An image of an astronomical object with some numerical data printed above it
  • Go to the SkyServer Navigate tool
  • Enter the RA and Dec coordinates into the appropriate spaces in the parameters box.
  • If the new location does not automatically reload, click the Get Image button.
  • This is your starting place for observing star colors.

Collect Stars of Different Colors and Brightnesses

beaker smallFrom your starting place in Navigate, zoom in until you are able to see individual stars clearly but still have approximately 20 – 30 in the image window.
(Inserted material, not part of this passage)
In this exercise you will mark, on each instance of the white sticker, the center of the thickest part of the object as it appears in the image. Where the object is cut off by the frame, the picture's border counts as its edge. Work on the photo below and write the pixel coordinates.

  • From the Navigate image window, select approximately 20 stars of different colors and apparent brightnesses.
  • Add each star to your notes by selecting the Add to Notes radio button.
  • View your list by clicking the Show Notes radio button

Look for Patterns

beaker smallThe SkyServer NoteBook allows you to look at and compare brightness information for each of the stars you selected. You should have noticed that each filter has a number associated with it. This value is calculated from the amount of light recorded by the SDSS camera in comparison with the bright star Vega. It is called magnitude. Let’s first discover a few things about what these numbers tell us.
  • Click Show Notes to open your NoteBook.
  • Open your collection in Images List by clicking Upload to Image List Thumbnail images of each star will be displayed the order they appear in your NoteBook.
  • Drag the tabs to a position where you can see the NoteBook and Image List tool at the same time.
  • Using the r column, scan the magnitude measurements, comparing them to the thumbnail images. Do you see a pattern? What can you conclude about magnitude measurements from your observations?
  • Observe the magnitude measurements across the different filters. What do you notice?

Color

We can see from our observations that only knowing how bright a star appears through a particular filter is not enough to compare the color of two stars. Consider the two stars below. These stars are obviously different colors. If you examine the magnitude of the two stars in the red filter, you find that the blue star is brighter in the red filter than the star that appears red! Examine the reported magnitudes in the remaining filters. What do you notice? beaker small

A red star. Below it the text reads u=22.95 g=19.82 r=18.33 i=17.08 z=16.41
A blue star. Below it the text reads u=18.51 g=17.07 r=16.48 i=16.24 z=16.12
Although we can describe the color of a star using words (regardless of the overall brightness of the star), quantifying or assigning a number to the characteristic of color independent of the brightness of the object is more difficult. A measurement that is independent of the brightness of the star involves the relationship between the magnitude values of the filters. We need look no further than simple arithmetic.
Filters are windows that allow us to view portions of the energy spectrum emitted by an object. Subtraction is the mathematical tool that allows us to measure the difference between two points. Does the difference between two magnitudes provide us with a quantitative measurement that matches the color we see with our eyes? Next, we gather the data needed to answer that question.
Because of the nature of magnitude measurements (see Preflight Magnitude), astronomers can use subtraction to produce measurements that can be used to compare the color of stars. Although certain filter combinations are more common than others, you can subtract any two magnitude measurements to define color. You do need to communicate which filters you used. For example, the red star above has a u-r magnitude of 4.62. The blue star has a u-r magnitude of 2.03. Always keep in mind the inverse nature of the magnitude scale. How does this affect the interpretation of color values? Why would addition not be an effective mathematical tool for our purpose?